The core CPI, which excludes food and energy, rose 0.2%, marking the fifth consecutive monthly increase of a similar magnitude. In the first ten months of the year, the core CPI has risen at an annual rate of 2.3% compared with a 2.6% increase in all of 2006. In October, shelter costs moved up 0.1% reflecting a 0.5% increase in rent and a 0.2% gain in owners’ equivalent rent. Apparel prices held steady, medical care costs were up 0.6%, and prices of new cars dropped 0.2%. Medical care costs show an escalation in past year, while shelter costs show a decelerating trend.
Conclusion – Overall inflation is trending up, with food and energy prices providing the extra boost. On this front, the Fed needs to be concerned. But, the muted trend of core inflation, which has ranged between 2.1% and 2.3% for seven consecutive months, is allowing the Fed to focus on credit issues and weak economic growth. The favorable core inflation trend could spike up before weak consumer demand holds back inflation. Until then, the FOMC has prospects of weak economic growth, a troubled dollar, and a threat of inflation to juggle with.
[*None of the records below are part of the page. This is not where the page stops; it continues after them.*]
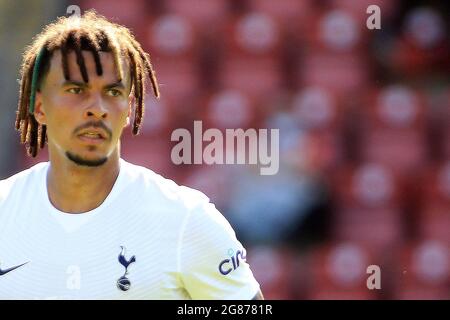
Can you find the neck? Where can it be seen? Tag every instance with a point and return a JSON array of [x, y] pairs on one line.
[[78, 189]]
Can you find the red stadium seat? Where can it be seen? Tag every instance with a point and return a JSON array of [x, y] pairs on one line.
[[152, 153], [229, 109], [434, 218], [173, 42], [339, 272], [133, 15], [285, 12], [394, 129], [273, 267], [422, 271], [208, 16], [368, 206], [251, 57], [319, 114]]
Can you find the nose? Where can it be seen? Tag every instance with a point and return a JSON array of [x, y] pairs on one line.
[[96, 109]]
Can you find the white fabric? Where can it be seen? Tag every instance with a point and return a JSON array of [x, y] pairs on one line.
[[178, 239]]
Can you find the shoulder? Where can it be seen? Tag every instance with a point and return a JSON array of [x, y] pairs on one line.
[[16, 183]]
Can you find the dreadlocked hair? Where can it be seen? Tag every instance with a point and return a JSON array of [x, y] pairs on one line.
[[90, 32]]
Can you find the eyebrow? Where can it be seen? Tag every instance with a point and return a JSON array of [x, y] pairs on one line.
[[118, 84]]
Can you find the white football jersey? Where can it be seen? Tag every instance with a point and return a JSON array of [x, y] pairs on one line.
[[149, 239]]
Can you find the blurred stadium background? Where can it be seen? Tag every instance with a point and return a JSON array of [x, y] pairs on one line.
[[364, 119]]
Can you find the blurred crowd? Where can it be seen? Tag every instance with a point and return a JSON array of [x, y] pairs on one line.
[[364, 120]]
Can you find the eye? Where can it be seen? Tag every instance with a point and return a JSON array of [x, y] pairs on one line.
[[75, 90], [114, 93]]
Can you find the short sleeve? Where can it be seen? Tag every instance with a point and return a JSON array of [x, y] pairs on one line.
[[212, 262]]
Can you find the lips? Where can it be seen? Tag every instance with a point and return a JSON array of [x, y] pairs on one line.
[[92, 135]]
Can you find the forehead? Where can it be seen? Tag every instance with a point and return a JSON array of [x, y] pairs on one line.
[[106, 60]]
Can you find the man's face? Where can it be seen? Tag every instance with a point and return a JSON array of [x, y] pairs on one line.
[[84, 120]]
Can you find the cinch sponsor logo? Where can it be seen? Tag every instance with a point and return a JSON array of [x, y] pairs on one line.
[[231, 264]]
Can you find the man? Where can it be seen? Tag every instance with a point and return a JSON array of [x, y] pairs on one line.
[[87, 224]]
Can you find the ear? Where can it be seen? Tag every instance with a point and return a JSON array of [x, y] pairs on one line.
[[130, 107], [39, 113]]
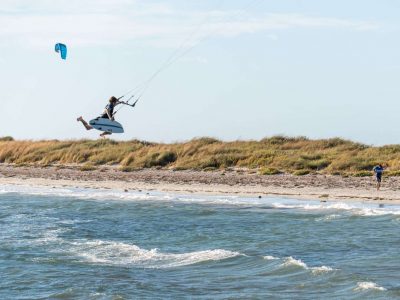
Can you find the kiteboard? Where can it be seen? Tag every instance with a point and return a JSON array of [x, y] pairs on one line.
[[104, 124]]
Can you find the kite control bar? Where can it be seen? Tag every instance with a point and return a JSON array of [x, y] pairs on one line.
[[126, 102]]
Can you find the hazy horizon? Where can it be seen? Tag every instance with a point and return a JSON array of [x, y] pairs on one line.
[[257, 68]]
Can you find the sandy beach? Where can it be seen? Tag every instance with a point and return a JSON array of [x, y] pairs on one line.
[[234, 182]]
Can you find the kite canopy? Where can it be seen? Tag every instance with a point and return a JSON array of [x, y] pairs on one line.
[[62, 49]]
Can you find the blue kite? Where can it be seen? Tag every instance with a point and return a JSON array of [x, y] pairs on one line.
[[62, 49]]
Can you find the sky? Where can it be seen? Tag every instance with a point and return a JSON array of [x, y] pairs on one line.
[[229, 69]]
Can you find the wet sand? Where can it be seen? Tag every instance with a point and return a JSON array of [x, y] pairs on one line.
[[233, 182]]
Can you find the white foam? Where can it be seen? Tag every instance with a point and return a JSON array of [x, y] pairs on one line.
[[290, 261], [328, 218], [368, 285], [118, 253], [270, 257]]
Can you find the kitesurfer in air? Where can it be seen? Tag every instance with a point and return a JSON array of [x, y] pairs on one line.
[[108, 113], [378, 170]]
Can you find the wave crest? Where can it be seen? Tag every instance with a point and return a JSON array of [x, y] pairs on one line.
[[117, 253]]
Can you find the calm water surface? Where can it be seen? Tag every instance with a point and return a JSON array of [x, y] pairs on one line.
[[105, 244]]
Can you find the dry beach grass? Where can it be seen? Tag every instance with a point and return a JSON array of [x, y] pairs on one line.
[[329, 169]]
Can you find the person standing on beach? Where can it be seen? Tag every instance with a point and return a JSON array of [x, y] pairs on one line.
[[378, 170]]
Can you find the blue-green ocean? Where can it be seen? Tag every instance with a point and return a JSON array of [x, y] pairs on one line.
[[75, 243]]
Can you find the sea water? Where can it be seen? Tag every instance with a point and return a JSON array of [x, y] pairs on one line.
[[75, 243]]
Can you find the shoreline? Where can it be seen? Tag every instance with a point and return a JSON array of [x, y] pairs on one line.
[[239, 182]]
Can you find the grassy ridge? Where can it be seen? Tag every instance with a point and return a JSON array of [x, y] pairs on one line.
[[269, 156]]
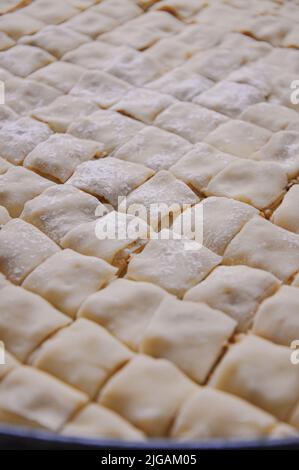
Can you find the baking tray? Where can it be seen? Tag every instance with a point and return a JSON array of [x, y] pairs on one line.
[[14, 438]]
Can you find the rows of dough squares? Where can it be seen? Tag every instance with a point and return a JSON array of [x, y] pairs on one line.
[[180, 101]]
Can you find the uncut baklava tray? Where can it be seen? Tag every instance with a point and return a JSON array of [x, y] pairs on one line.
[[174, 101]]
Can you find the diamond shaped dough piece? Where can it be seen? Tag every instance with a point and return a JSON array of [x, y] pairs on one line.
[[124, 308], [83, 355], [191, 335], [32, 398], [22, 248], [26, 320], [236, 291], [147, 392]]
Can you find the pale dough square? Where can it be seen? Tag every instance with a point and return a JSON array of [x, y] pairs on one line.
[[67, 278], [261, 244], [26, 320], [22, 248], [124, 308], [189, 334], [236, 291], [147, 392], [83, 355]]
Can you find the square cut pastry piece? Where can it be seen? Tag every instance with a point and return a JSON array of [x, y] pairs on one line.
[[98, 422], [67, 278], [148, 393], [229, 98], [191, 335], [19, 185], [29, 397], [60, 75], [287, 214], [59, 156], [260, 372], [63, 111], [18, 138], [221, 220], [22, 248], [200, 165], [283, 149], [143, 105], [83, 355], [124, 308], [59, 209], [57, 40], [13, 59], [172, 266], [26, 320], [236, 291], [158, 198], [261, 244], [239, 138], [106, 126], [154, 148], [212, 414], [260, 184], [190, 121], [277, 318], [109, 178], [102, 88]]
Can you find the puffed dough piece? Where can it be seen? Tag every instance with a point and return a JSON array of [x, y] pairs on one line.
[[211, 414], [17, 186], [229, 97], [91, 23], [4, 216], [67, 278], [57, 40], [261, 244], [59, 156], [200, 165], [270, 115], [108, 127], [143, 105], [17, 24], [170, 265], [189, 121], [277, 317], [181, 85], [158, 197], [147, 392], [236, 291], [59, 209], [13, 59], [18, 138], [100, 87], [154, 148], [135, 67], [109, 178], [189, 334], [260, 372], [238, 138], [98, 422], [60, 75], [287, 215], [22, 248], [63, 111], [124, 308], [283, 149], [83, 355], [51, 12], [261, 184], [26, 320], [36, 399]]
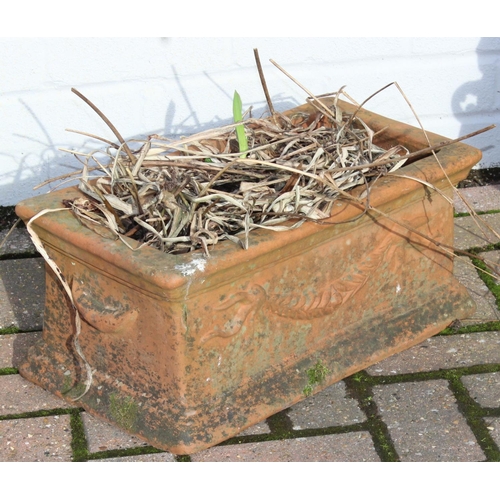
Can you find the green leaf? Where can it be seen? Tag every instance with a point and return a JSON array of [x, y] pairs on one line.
[[240, 129]]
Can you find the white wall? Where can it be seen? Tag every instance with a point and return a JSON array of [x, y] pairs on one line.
[[178, 85]]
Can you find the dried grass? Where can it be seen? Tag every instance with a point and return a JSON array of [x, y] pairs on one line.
[[182, 195]]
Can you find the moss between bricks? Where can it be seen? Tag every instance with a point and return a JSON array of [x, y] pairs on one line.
[[360, 387]]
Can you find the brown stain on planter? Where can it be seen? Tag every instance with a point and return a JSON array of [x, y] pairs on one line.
[[187, 351]]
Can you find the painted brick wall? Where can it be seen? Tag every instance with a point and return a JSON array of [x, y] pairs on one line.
[[175, 86]]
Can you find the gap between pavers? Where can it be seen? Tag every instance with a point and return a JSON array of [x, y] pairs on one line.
[[480, 198], [424, 422], [443, 352], [39, 439], [350, 447], [22, 293]]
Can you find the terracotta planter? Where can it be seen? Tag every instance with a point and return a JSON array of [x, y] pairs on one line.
[[187, 351]]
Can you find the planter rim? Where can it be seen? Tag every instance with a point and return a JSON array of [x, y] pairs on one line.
[[171, 272]]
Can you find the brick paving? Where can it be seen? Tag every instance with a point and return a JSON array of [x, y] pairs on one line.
[[436, 402]]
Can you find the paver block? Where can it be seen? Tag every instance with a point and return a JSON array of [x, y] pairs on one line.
[[484, 388], [330, 407], [446, 351], [103, 436], [493, 426], [424, 423], [480, 198], [22, 293], [41, 439], [486, 308], [17, 395], [13, 347], [351, 447], [468, 234], [18, 242]]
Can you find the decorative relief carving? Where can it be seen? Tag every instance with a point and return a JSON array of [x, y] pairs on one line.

We are keeping close tabs on the message from economic reports between now and the FOMC meeting on December 11. The latest jobless claims report, the NFIB Small Business Optimism Index, and the six-months-ahead Business Outlook Index of the Federal Reserve Bank of Philadelphia point to a bearish outlook for the economy. The risks today are tilted toward weak economic conditions. But sluggish growth for the fourth quarter already is built into the FOMC’s forecast. The FOMC believes that the bulk of the effects of its cumulative 75 basis point cut in the fed funds rate will not start to be reflected in the economic data until 2008. Therefore, the FOMC is likely to keep its fed funds rate target steady at the December 11 meeting unless incoming data suggest that the economy has entered a recession.
Jobless Claims Warn of Weakness in Hiring
Initial jobless claims rose 20,000 to 339,000 during the week ended November 10. The four-week moving average is 330,000, the highest since March 3, 2007. The upward trend of initial jobless claims (see chart 3) points to significant weak demand for labor. Continuing claims, which lag initial claims by one week, fell 7,000 to 2.568 million and the insured unemployment rate held steady at 1.9%.